青い記憶

かがみ腰になって顔を覗かれる。


俯いて前に垂れている自分の髪の隙間から、晴くんの心配そうな顔が覗く。



そんな顔されたら、今すぐ飛びつきたくなっちゃう。



「亜美、話してよ」



「…やきもち」



「え?」



振り絞ってやっと出した声は、俯いてるせいもあって上手く晴くんに届かない。


思い切って顔を上げ、晴くんを見上げる。



「やきもちやいたの。

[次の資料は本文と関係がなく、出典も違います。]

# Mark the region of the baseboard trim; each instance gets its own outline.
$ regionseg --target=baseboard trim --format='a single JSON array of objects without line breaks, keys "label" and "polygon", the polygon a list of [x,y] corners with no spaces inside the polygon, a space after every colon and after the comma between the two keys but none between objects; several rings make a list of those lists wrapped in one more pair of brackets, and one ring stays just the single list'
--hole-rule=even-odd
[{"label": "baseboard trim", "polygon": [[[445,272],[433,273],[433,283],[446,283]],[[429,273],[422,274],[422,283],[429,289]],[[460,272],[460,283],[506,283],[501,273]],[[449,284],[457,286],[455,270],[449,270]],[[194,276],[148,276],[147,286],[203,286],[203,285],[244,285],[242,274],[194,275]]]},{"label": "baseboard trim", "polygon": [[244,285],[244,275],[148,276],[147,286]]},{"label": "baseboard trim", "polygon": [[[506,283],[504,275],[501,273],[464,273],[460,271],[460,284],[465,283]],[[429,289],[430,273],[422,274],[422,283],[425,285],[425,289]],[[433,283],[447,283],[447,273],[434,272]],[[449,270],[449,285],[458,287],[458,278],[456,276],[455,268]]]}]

晴くん女の子に囲まれてたし、しかもテープ…」



そこまで言うとまた俯いてしまう。自分で思ってたよりも結構ショックを受けてるみたいで、話そうとすると思い出して落ち込んでしまう。



すると晴くんに腕を引っ張られ、抱きしめられた。



「ごめん、亜美。俺が甘すぎたよ。言い訳に聞こえるかもしれないけど、本当に亜美以外の女子には何とも思わないから、普通に絡んでたけど、そりゃ、亜美が見たら嫌だよな」



晴くんが腕に力が入るのがわかる。こんなに晴くんの思いが伝わってくるのに、少し考えればわかることなのに、あんなことで妬いてしまった自分が恥ずかしくなってきた。



「そうだよね、あんなことでやきもち妬いてごめ…」



「亜美が謝らないで。全部俺が悪いから。亜美のこと傷つけて謝らせるとか俺最低だよ。まじ女子の頭に触ったのはどうかしてた。本当にこれから気をつけるから。本当にごめんな」



私を抱きしめたまま何度も謝ってくれる晴くん。1年の時、水道で吉野に絡まれた後何度も謝ってくれた晴くんを思い出す。



晴くんが愛おしい。



晴くんの胸にひっつけていた顔を上げ、少し晴くんと距離を取る。


肩に回されてた晴くんの腕が距離をあけたから腰に下がる。


そのまま晴くんの顔を見上げる。本当に申し訳なさそうな顔をしてる。可愛すぎるよ。